Parking on the Gypsy Lane side of the ground, an old fashioned turnstile awaits and in you walk to find a plethora of structures sat behind and adjacent to the main ‘Andy Rammell’ stand. The stand starts at the Southern end of the ground as some covered standing, but then morphs into two sections of seats split by the players tunnel that leads to the dressing rooms at the back. Beyond the seats is another smaller section of covered standing that looks to have been added at a later stage.

Behind both goals are terracing areas of three to four steps, covered in moss and leaf litter, with a metal post and railing behind them to block access to the grassy areas that are presumably out of bounds.

Opposite the main stand is another covered terrace with a fence to one side that was clearly used to segregate at big games, while adjacent to this is the club house that has a very Eighties feel about it.

More Terracing With The Clubhouse In The Distance
Around the ground are dotted various buildings, I have no idea what they are used for, probably back in the day they were press areas, club shops, offices etc, whereas now they are probably just used for storage.

Yes, it’s football ground porn, but it’s also evocative of the era when this part of the Country was all conquering, when football was King and lesser mortals wilted in the hostile atmosphere that was created by the crowds packed to the edge of the pitch. This is the Adders Den, the Vipers Pit, a place that the feint hearted Tamworth or Nuneaton fan would go to with trepidation. How many of us would long to have that era again?

Big days for Atherstone Town are few and far between these days, however they did hit the headlines for all of the wrong reasons in 2015 when 21 fans were jailed after serious violence at the high-profile FA Cup tie against Barrow. Examples were clearly made of these people, a total of forty years were handed down.

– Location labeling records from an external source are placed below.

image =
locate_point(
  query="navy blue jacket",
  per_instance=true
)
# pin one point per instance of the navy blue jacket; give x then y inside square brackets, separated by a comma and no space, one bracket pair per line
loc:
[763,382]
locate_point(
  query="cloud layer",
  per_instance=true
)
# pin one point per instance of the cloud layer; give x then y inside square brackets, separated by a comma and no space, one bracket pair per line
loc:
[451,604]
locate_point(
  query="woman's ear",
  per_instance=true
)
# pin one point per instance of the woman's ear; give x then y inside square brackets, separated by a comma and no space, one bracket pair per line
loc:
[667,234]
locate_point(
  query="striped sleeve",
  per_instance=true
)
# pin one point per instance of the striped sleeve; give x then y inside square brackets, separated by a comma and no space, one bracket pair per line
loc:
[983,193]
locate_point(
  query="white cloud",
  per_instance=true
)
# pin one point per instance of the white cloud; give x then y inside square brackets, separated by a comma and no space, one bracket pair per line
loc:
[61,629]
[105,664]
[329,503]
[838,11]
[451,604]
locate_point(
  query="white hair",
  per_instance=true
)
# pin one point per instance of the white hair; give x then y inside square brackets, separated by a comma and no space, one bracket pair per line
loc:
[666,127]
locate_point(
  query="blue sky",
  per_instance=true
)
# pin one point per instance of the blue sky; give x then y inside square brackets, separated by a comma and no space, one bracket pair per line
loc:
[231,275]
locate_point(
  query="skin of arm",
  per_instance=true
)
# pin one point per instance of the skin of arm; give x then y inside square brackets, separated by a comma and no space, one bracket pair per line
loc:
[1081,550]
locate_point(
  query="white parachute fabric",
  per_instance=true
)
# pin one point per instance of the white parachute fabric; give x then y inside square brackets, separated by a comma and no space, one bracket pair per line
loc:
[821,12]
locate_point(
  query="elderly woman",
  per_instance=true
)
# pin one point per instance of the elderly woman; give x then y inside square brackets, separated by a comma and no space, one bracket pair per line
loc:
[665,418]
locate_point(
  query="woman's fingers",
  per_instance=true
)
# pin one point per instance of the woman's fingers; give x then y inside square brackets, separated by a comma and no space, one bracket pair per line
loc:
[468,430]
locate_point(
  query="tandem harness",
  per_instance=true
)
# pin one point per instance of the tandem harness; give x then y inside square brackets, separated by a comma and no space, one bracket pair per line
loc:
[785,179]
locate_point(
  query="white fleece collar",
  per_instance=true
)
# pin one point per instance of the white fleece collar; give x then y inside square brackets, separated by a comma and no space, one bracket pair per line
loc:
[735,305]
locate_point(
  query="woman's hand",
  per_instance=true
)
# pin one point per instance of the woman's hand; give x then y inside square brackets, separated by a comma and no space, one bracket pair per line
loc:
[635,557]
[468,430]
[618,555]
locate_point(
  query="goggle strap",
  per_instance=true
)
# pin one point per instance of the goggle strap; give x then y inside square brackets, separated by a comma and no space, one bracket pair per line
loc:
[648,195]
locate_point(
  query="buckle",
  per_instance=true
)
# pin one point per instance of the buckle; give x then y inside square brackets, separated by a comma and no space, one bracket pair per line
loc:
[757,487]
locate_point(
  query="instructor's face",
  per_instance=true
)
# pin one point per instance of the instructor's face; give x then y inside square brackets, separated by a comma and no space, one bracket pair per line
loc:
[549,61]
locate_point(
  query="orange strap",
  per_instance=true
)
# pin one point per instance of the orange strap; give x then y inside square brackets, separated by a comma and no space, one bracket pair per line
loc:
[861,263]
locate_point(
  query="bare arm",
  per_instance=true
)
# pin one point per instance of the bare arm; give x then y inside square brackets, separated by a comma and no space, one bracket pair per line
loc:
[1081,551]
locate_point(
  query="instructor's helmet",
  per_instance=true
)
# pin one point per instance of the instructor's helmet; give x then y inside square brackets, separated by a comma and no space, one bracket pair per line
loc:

There were no such problems on the night Darlaston came to town for the JW Hunt Cup tie, in fact, the whole evening was completely unproblematic for Atherstone both on and off the pitch.

The Adders were simply too good for the visitors, Ryan Quinn opened the scoring inside the first five minute before Ky Green added a second with a header. Darlaston then pulled a goal back in bizarre circumstances through a goal that could easily have made ‘what happened next’ on Question of Sport.

Action In Front Of The Andy Rammell Stand
The Adders goalkeeper attempted a clearance but only managed to sky the ball directly up in the air, so this caused him to adjust his position and attempt a second clearance, only this time he did the same again. However, this time the ball descended just in front of the goal on the edge of the six yard box where Scott Broadway was on hand to nod home.

Luke Shorthouse restored the two goal advantage as a rampant home side created chance after chance, and it came as no surprise when Alex Naughton made it four. Naughton then netted a fifth from the penalty spot before debutant Ellis Whitelaw notched a sixth. It was no more than the Adders deserved on the night after completely outclassing a plucky Darlaston outfit who operate a league below in the pyramid structure.

On a chilly evening the crowd filed out of Sheepy Road and made their way back to the homes and public houses of Atherstone. No doubt those of a certain age could recall some of the great games from the past, and that’s kind of the point, history only counts for so much, because the younger breed of supporter won’t remember that, they just know about the now.

The now is probably quite critical for the Adders, paper talk as recently as this week suggests the Sheepy Road ground is under threat from development. That would be a shame, but at the same time, a new ground didn’t do Burton Albion any harm did it?